De uma forma geral, os resultados do Enem 2006 revelam a grave crise por que passa a educação no Estado de Sergipe. A média geral dos estudantes das escolas públicas na prova objetiva ficou em 32,17 e na redação em 48,05. Na rede privada as médias foram 49,11 e 60,42 respectivamente. Em nenhum dos casos se chegou a média 5,0. “Nos últimos anos o governo estadual abandonou o ensino médio, faltaram investimentos sólidos e uma política de valorização tanto dos alunos quanto dos professores”, apontou o diretor do Sintese.
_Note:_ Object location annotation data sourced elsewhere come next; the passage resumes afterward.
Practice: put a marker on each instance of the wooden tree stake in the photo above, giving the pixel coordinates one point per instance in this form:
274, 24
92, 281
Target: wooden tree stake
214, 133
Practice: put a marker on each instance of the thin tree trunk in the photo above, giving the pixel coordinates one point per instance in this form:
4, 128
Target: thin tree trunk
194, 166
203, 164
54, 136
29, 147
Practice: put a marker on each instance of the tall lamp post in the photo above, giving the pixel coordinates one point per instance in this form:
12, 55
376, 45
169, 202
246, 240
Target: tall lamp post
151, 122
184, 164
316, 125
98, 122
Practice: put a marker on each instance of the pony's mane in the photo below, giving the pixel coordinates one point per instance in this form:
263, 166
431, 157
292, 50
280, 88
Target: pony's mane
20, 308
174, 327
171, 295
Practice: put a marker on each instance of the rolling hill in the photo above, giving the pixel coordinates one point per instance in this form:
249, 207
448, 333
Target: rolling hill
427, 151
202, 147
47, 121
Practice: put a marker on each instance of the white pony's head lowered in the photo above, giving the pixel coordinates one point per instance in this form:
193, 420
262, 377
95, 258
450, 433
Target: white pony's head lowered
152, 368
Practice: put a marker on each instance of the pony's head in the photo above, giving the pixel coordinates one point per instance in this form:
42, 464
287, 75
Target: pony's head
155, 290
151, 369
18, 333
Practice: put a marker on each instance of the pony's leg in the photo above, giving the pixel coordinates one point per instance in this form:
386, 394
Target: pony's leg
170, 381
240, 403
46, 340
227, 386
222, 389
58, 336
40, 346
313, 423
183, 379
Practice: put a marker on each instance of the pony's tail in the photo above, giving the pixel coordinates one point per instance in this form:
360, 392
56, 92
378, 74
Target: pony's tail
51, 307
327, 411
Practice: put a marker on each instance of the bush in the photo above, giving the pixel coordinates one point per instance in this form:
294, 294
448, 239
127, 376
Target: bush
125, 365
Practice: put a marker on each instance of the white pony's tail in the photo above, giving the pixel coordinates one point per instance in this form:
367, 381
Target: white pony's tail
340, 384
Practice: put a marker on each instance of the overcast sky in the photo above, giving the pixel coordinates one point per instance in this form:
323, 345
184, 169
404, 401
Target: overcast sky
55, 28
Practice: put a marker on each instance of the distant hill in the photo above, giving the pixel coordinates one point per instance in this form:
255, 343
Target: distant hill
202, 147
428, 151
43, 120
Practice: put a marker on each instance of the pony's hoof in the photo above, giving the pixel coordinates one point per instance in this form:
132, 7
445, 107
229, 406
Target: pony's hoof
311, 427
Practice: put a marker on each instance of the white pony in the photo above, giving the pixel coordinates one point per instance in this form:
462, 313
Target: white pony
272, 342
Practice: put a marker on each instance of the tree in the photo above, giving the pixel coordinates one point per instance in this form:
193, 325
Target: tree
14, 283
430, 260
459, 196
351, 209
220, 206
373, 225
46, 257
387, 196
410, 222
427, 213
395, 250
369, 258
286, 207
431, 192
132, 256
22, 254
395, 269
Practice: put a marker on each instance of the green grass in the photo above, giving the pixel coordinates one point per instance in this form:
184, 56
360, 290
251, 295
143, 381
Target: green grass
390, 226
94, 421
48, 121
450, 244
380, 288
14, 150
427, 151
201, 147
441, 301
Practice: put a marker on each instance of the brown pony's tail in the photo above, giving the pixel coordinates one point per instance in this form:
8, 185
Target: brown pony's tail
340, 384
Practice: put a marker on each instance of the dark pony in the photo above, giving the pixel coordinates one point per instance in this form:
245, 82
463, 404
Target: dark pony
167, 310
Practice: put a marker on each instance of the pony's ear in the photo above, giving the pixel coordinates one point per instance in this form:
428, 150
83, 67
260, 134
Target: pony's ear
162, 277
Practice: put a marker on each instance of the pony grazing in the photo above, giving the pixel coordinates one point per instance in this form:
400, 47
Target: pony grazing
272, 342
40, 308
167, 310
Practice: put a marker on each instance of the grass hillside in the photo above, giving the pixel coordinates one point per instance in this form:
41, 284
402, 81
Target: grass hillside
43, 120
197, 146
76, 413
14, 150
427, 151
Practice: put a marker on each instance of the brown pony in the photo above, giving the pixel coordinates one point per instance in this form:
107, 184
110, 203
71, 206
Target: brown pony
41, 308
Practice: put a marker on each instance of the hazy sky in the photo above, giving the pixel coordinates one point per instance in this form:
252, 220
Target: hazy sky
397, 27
Para o sindicato, nos últimos governos a política educacional voltada para o Ensino Médio foi centrada na criação de cursos pré-vestibulares e na institucionalização dos centros de excelência. Essa “política”, segundo o Sintese, deixou os alunos das últimas séries da educação básica sem apoio pedagógico da Secretaria de Estado da Educação, sem material didático, entre outros. “Além disso, desvalorizou os professores, pois não há uma política de formação continuada”, completa Roberto.

Quanto aos centros de excelência, o diretor do sindicato lembrou que o Sintese sempre apontou que implantação deles era uma das formas do governo anterior em mascarar as dificuldades da Educação Básica e também de criar novos problemas. “Os centros de excelência na verdade são centros de exclusão, pois diferencia alunos dentro da mesma escola e fecha oportunidades”, comentou Roberto Silva.

Vai repensar
A Secretaria de Estado da Educação, pelo menos neste ano, não mexe no projeto dos centros de excelência. “Não se pode acabar o projeto de noite para o dia, mas ele vai ser totalmente reavaliado e repensado, até porque eles tiveram notas no Enem 2006 menores que de outras escolas que não são consideras de excelência. É por isso que precisam ser reavaliados. O secretário quer que todas as escolas sejam de excelência, não apenas algumas. Todas têm o direito de ter laboratório, computador, merenda de qualidade”, informa a jornalista Ofélia Onias, diretora de comunicação da Secretaria de Estado da Educação.